Location
- Salem, Montserrat W. I. Salem Montserrat
- Coordinates: 16°45′19″N 62°13′04″W﻿ / ﻿16.7553587°N 62.217893600000025°W

Information
- Type: Community college/Sixth-form college
- Established: 2003
- Affiliation: Government of Montserrat

= Montserrat Community College =

Montserrat Community College (MCC) is a post-16 years of age community college in Salem, Montserrat, offering Caribbean Advanced Proficiency Examinations (CAPE) courses (sixth-form college and associate degree), as well as tertiary vocational courses in construction and cosmetology.

==History==
Historically Montserrat Technical College (MTC) was in operation, and additionally the Montserrat Secondary School (MSS) provided vocational education, as well as sixth-form college. The community college was built with an estimated cost of more than six million Eastern Caribbean dollars; it was funded by the UK Department for International Development and the European Union. Montserrat Community College Act 2003 established the college. MCC opened in 2004, taking over sixth-form studies from MSS. Initially classes were held at the former Salem Primary School.
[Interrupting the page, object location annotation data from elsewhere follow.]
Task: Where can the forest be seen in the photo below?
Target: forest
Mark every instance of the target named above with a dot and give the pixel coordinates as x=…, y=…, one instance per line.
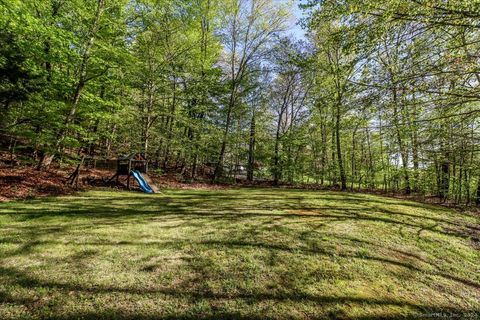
x=374, y=96
x=239, y=159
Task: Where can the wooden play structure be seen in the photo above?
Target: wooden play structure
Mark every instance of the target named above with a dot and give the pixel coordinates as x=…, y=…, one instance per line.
x=126, y=164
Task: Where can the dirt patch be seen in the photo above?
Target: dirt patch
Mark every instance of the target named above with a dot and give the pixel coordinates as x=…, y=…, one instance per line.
x=26, y=182
x=304, y=212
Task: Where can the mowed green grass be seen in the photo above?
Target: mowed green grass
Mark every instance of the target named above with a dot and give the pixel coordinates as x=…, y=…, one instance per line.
x=236, y=254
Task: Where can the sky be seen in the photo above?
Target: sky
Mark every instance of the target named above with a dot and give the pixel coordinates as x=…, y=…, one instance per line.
x=295, y=29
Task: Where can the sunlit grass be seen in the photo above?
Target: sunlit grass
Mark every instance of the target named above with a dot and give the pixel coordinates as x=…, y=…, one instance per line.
x=246, y=253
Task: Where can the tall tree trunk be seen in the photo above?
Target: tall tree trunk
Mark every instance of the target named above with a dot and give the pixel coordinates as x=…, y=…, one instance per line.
x=46, y=159
x=343, y=178
x=251, y=149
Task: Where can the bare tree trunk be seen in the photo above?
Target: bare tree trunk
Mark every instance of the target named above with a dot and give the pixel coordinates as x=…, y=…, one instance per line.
x=47, y=159
x=251, y=149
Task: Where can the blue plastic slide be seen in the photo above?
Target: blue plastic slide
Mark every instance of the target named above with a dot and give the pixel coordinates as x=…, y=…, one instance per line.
x=141, y=182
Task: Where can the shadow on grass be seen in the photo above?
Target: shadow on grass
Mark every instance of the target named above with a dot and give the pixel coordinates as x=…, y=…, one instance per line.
x=45, y=222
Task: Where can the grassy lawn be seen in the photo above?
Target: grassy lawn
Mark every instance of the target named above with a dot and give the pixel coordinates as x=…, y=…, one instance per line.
x=242, y=254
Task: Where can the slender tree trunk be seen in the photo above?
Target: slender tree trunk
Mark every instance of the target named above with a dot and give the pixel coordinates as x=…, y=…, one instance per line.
x=343, y=178
x=251, y=149
x=46, y=159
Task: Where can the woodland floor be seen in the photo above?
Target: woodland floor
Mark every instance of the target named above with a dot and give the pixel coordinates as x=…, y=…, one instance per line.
x=236, y=254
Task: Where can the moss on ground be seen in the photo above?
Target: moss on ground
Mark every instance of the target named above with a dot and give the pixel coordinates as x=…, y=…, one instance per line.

MCC's current campus opened on August 28, 2005.
“For the past two years’ students at the college have undertaken short weekly personal development sessions entitled ‘My Time’ on a range of topics from Financial Planning and Savings to managing stress, sexuality and ethics.”

In 2015, principal Vernie Clarice Barnes presented a weekly personal development sessions on a range of subjects including management of stress, financial planning, sexuality and morality to the students.
Barnes resigned as principal of the college in October 2017.